Mrs. Hesketh looked as she was—horrified.
“There are no smart young men about here,” he added; “so Letty is all right—virtue is the absence of temptation.”
Mrs. Hesketh rose slowly, turned her back upon her host, walked to the door very quietly, opened it and went out, leaving it wide. She found Letty in her own room, sitting with her face in her hands,—a frequent attitude.
“My child,” she began, “I have been talking to the dreadful man downstairs that ill-fortune has given you for a husband. He is—well, I won’t say anymore, but this—that I wish I could take you away with me, and let you make a home with me—you and the baby!”
“How I wish you could!” said Letty, pushing back her hair as she spoke. “But there is no use in wishing. I often wish I was dead—and it’s no good.”

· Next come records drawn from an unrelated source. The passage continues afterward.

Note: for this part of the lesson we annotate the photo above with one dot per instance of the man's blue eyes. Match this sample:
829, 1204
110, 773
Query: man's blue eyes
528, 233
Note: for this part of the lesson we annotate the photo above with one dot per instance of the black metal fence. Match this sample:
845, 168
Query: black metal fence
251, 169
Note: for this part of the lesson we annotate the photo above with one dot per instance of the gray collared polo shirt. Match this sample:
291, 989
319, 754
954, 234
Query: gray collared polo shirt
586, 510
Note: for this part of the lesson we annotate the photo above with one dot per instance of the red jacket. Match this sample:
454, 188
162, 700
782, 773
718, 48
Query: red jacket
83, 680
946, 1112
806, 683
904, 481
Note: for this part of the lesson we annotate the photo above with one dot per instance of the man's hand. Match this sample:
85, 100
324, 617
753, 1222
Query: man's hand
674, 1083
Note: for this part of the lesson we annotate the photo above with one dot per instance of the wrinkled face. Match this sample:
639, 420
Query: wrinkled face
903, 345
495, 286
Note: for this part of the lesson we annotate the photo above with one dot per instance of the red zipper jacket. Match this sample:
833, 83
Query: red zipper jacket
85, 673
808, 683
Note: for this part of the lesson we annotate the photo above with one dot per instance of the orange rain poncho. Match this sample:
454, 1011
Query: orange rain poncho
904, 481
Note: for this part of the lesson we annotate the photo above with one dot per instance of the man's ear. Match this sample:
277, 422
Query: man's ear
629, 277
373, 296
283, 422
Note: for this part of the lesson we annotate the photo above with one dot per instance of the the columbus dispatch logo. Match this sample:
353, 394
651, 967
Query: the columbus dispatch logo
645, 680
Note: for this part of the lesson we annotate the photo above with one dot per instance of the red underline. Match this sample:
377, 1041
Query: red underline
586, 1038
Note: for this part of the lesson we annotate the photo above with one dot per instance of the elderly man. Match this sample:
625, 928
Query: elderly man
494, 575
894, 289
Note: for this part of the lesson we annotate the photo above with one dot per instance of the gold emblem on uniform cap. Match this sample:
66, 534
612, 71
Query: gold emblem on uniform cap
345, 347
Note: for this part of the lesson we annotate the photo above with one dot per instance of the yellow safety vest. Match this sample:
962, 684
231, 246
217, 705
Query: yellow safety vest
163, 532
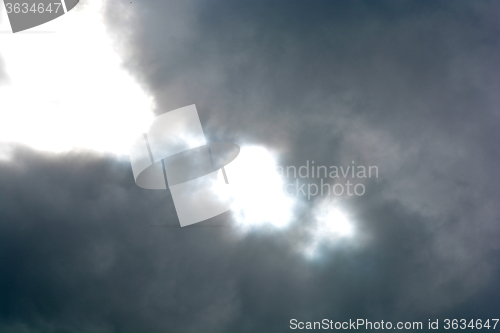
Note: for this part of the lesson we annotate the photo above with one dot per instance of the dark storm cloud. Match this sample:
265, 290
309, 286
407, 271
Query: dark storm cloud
408, 86
78, 253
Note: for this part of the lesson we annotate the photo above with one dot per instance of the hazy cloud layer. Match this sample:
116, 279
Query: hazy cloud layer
411, 87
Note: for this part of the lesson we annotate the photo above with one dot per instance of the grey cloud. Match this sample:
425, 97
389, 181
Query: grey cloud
408, 86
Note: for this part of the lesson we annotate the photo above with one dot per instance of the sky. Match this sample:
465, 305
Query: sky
410, 87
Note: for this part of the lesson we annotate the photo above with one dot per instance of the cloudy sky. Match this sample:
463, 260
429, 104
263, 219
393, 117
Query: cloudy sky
411, 87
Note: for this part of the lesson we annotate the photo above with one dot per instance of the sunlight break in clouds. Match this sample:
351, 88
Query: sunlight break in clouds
331, 225
259, 198
66, 87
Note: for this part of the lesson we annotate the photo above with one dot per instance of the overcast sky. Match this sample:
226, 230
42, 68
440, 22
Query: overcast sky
411, 87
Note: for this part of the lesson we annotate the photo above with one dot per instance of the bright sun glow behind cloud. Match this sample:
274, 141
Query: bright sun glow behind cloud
330, 226
259, 198
66, 87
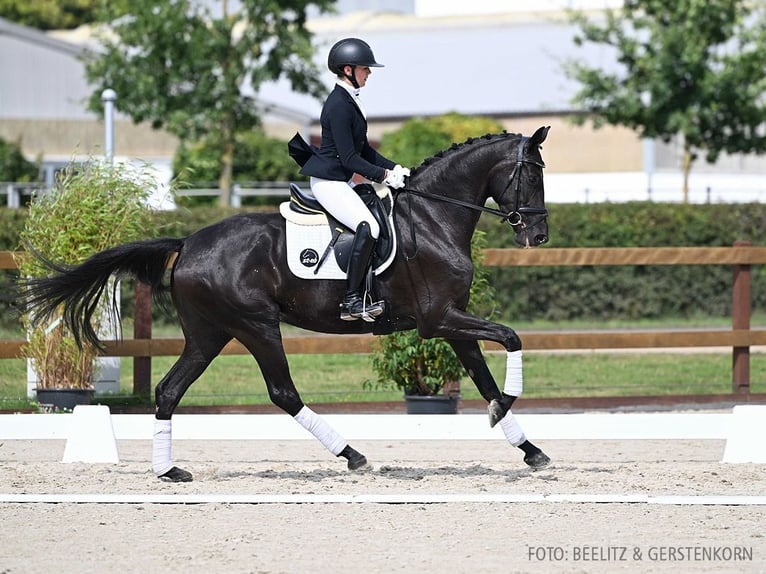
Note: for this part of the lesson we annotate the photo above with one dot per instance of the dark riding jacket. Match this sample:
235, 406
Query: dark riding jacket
344, 149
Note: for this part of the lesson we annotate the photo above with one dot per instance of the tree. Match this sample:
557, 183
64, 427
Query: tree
179, 66
690, 68
420, 138
257, 157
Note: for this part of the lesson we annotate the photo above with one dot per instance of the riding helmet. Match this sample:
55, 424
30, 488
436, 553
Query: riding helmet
350, 52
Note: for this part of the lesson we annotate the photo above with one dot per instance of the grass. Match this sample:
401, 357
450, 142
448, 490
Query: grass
236, 380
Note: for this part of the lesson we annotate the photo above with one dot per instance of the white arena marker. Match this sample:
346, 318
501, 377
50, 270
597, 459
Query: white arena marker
91, 436
747, 430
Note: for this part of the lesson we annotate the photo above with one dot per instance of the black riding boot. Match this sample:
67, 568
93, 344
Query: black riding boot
355, 304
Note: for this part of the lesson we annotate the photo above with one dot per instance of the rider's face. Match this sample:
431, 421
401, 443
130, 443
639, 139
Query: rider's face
361, 73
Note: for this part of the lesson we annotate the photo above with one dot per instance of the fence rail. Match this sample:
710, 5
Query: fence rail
739, 338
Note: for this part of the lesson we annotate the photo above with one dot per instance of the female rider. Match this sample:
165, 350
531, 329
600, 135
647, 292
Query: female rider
344, 150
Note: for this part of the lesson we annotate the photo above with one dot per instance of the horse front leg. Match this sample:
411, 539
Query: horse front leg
463, 331
499, 407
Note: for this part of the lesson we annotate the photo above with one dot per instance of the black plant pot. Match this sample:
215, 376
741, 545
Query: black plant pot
65, 399
431, 405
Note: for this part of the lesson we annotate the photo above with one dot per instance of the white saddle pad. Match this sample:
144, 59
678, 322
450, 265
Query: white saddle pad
307, 239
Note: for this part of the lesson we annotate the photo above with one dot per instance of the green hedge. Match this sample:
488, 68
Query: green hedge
563, 293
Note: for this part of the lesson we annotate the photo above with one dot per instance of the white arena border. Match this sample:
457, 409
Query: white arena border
91, 433
423, 498
576, 426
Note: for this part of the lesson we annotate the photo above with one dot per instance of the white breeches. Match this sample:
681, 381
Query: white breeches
340, 199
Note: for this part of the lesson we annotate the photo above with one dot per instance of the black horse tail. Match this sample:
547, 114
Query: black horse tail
77, 289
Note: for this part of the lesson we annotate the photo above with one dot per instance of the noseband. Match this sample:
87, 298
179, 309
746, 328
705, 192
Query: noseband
515, 217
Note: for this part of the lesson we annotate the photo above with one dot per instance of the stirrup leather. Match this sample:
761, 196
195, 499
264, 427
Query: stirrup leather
356, 306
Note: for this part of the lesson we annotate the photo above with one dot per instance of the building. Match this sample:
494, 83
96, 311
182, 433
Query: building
438, 58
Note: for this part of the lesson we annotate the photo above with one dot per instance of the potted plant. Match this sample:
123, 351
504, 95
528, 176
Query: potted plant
427, 371
93, 206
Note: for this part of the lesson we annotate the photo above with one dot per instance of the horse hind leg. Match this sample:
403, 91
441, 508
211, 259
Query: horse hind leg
270, 355
187, 369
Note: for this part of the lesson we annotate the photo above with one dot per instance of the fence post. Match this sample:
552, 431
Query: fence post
142, 329
740, 316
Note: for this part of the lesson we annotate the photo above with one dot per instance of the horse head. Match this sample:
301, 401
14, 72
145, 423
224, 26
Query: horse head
521, 195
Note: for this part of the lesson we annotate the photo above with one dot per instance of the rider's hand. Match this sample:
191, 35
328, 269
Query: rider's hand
394, 178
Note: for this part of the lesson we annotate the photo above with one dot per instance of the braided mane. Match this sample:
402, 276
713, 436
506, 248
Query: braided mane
486, 138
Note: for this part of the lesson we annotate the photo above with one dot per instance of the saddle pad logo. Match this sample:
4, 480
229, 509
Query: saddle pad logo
309, 258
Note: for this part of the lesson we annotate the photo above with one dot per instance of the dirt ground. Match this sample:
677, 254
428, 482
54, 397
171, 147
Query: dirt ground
356, 537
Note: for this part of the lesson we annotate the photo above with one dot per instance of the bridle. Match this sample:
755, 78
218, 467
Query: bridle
515, 217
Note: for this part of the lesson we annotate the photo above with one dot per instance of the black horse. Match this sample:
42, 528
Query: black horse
230, 281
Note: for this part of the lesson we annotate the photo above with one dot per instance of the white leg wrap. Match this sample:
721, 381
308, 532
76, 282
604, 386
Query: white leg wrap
324, 433
512, 429
161, 447
514, 380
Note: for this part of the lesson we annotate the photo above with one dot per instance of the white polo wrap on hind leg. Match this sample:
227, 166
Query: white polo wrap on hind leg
161, 444
324, 433
512, 429
514, 379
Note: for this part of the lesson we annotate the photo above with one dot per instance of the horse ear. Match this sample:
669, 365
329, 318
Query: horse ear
538, 137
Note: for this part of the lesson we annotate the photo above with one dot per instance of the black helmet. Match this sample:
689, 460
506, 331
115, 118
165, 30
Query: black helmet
350, 52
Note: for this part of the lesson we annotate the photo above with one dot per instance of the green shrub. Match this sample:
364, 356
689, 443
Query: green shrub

“Well, remember, my dear, if ever you are at the end of your tether, you must come to me.”
Letty gave her a glance of despair, then she rose and said:
“I shall have to go down at once, for Hugo always expects me to be in the drawing-room when he is there—he likes me to sing the new musical comedies. He says my voice sends him to sleep.”
“My dear, if I were you, for once I would disappoint your Saul!Ido not intend to go downstairs again to-night, and I shall leave you immediately after breakfast to-morrow. Mr. Blagdon was outrageously rude to you at dinner—apparently he imagined that he can make you miserable with impunity, that you will ignore his insults, and entertain him in the drawing-room all smiles and songs. Believe me, you are making a fatal mistake; possibly if you had resisted in the first instance, things would never have come to such a pass. You are not his wife, but his doormat!”
Again Mrs. Hesketh had sown a little seed. Letty for once did resist, and the two friends remained together talking until bed-time. Blagdon, finding the drawing-room empty, glared round it, then stalked into the smoking-room, where he smoked cigars anddrank whiskies and sodas in solitary state, and a condition of volcanic indignation.
“Of course, the old woman was at the bottom of Letty’s sulks—a damned meddlesome hag!” He rang the bell and said to the footman:
“Tell Mrs. Hesketh’s maid to let her mistress know, that her carriage is ordered to take her home at nine o’clock to-morrow morning.”